News

Politics & Policy

McConnell Defends Biden’s Decision to Include Aid for Israel, Ukraine in One Budget Request

Senate minority leader Mitch McConnell (R., Ky.) waves as he leaves his Washington house to return to work at the Senate, in Washington, D.C., September 5, 2023. (Jonathan Ernst/Reuters)

Senate minority leader Mitch McConnell (R., Ky.) defended President Biden’s decision to include aid for Ukraine and Israel together in one budget request after some other Republicans criticized the bundling of the aid.

McConnell’s comments came during an interview on CBS’s Face the Nation set to air on Sunday.
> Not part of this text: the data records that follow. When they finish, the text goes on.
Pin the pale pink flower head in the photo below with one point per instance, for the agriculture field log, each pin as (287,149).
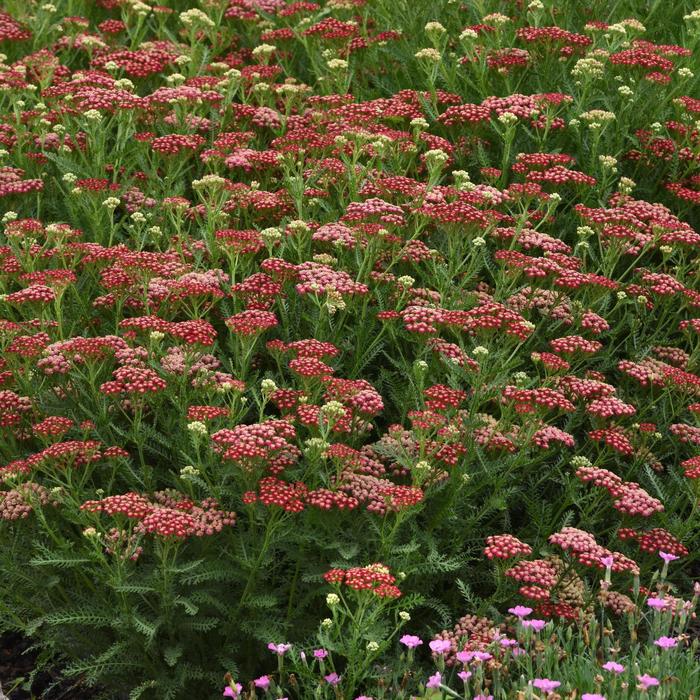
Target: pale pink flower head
(466,657)
(520,611)
(440,646)
(537,625)
(666,642)
(411,641)
(545,684)
(613,667)
(647,681)
(434,681)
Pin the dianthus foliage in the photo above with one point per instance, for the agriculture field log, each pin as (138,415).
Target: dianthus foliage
(351,348)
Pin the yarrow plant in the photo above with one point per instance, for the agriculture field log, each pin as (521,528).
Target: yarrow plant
(351,349)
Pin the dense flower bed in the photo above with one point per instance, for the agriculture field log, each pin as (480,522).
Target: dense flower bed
(351,348)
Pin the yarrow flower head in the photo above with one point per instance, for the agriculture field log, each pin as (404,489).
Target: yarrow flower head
(279,649)
(410,641)
(545,684)
(613,667)
(440,646)
(520,611)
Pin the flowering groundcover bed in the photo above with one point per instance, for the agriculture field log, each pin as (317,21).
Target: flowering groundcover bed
(351,348)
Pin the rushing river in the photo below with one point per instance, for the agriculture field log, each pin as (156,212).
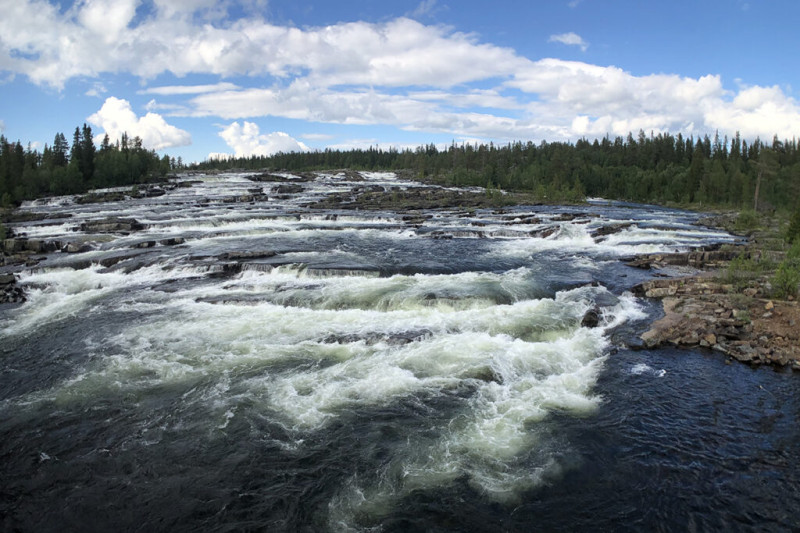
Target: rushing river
(266,366)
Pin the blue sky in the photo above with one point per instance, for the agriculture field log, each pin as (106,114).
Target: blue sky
(194,78)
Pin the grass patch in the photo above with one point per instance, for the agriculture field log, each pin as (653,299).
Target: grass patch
(744,269)
(747,221)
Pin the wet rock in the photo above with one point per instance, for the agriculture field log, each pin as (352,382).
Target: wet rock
(249,254)
(604,231)
(10,293)
(268,177)
(112,225)
(544,233)
(77,248)
(287,188)
(392,339)
(100,197)
(591,319)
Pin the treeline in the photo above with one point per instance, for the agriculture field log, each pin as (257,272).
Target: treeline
(661,168)
(62,168)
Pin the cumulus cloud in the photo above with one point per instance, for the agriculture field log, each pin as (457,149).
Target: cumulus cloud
(117,117)
(172,90)
(570,39)
(399,72)
(246,140)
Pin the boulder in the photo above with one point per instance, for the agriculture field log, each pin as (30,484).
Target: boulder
(591,319)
Host Margaret Brennan asked whether it was possible to pass aid to Ukraine without it being tied to Israel. The prospect of continuing to send aid to Ukraine, which has already received $133 billion in military and economic assistance from the U.S., has been a source of tension in the Republican Party over the last several months. Some have advocated focusing on domestic issues, while others insist it is integral to U.S. interests to help Ukraine defend itself against Russia.

“I just think that’s a mistake,” McConnell said. “I mean, I know there are some Republicans in the Senate, and maybe more in the House, saying Ukraine is somehow different. I view it as all interconnected.”

McConnell went on to defend the idea of approving more aid for Ukraine, noting much of the aid is being spent in the U.S. in increasing the production of the weapons.

“No Americans are getting killed in Ukraine. We’re rebuilding our industrial base. The Ukrainians are destroying the army of one of our biggest rivals. I have a hard time finding anything wrong with that. I think it’s wonderful that they’re defending themselves — and also the notion that the Europeans are not doing enough,” he said.

Some Republicans have been skeptical of Biden’s proposed package, pushing back against the idea of tying Israel’s aid to assistance for Ukraine.

“There is an immediate responsibility on Congress to make sure Israel has what it needs to defend itself, and to hold that aid hostage by linking it with a myriad of other issues — including bailout for sanctuary cities and more money for Ukraine — is irresponsible,” Senator Marsha Blackburn (R., Tenn.) said on Thursday.

“These separate funding requests should be considered as such,” she added.

McConnell, for his part, said he and Biden are “generally in the same place” on funding for Ukraine and Israel, but said the two differ on domestic issues.

Last week, Biden sent an urgent budget request to Congress proposing $60 billion for Ukraine and replenishing U.S. stockpiles, $14 billion for Israel, $10 billion for humanitarian efforts, $14 billion for the border and $7 billion for the Indo-Pacific region.

One day before Biden made a rare primetime speech from the Oval Office making the case for the aid to Israel and Ukraine, Biden announced that he would provide $100 million in humanitarian assistance to the Palestinians. He did not say how his administration would prevent the funds and supplies from falling into the hands of Hamas terrorists.

McConnell said during the interview airing Thursday that there are “genuine humanitarian needs of the people of Gaza who are not Hamas, who’ve been thrown under the bus by what Hamas did. Innocent people.”

“But we want to be careful about how the money is spent, be sure it actually gets where it’s supposed to get,” he said.